Christopher Columbus wrote about the trafficking of Indigenous girls in his own letters. Girls as young as 9 were, in his words, in high demand. This is not interpretation — it's his handwriting.
The Explorer's Own Words
You learned about Christopher Columbus in school. You learned about ships and navigation and a flat Earth myth. You did not learn what he wrote in his own letters, because no school curriculum on Earth would print it.
The Letter
In a 1500 letter to Dona Juana de la Torre, a friend of the Spanish Queen, Columbus wrote about the trafficking of Indigenous women and girls in the colonies he governed. He noted that girls "from nine to ten are now in demand" and that dealers were actively seeking them.
This is not a historian's interpretation. It is not inference. It is Columbus's handwriting, preserved in the Spanish archives, translated and published in multiple academic collections.
Governor of Hispaniola
Columbus was not merely an explorer. From 1492 to 1500, he served as governor of the colony of Hispaniola (modern-day Haiti and the Dominican Republic). Under his rule, the Taíno people were subjected to a system of forced labor called the encomienda.
Those who failed to meet gold quotas had their hands cut off. Those who resisted were hunted with dogs. The population of Hispaniola, estimated at 250,000 when Columbus arrived, dropped to fewer than 500 within 50 years.
His Own People Turned on Him
Columbus was so brutal that even the Spanish Crown intervened. In 1500, Francisco de Bobadilla was sent to investigate. He found Columbus and his brothers ruling through terror — public dismemberment, execution without trial, and systematic abuse of the native population.
Columbus was arrested, shackled, and sent back to Spain in chains. He was stripped of his governorship.

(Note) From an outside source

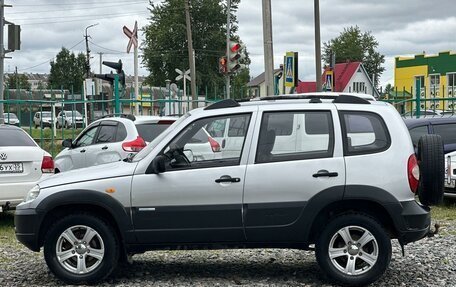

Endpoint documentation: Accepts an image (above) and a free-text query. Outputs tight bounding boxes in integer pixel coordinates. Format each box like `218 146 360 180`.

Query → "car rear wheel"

The Crown, which had authorized colonization and slavery, decided that he had gone too far.
The Holiday
Columbus never set foot on the North American mainland. He did not discover that the Earth was round — educated Europeans already knew that. What he did was govern a colony so violently that his own sponsors removed him, and write letters documenting the trafficking of children in his own hand.
The holiday named after him celebrates a version of the man that exists nowhere in the historical record. The real Columbus is in the archives, in his own words, describing things that would be classified as crimes against humanity if they happened today. They happened then. We named a holiday after him anyway.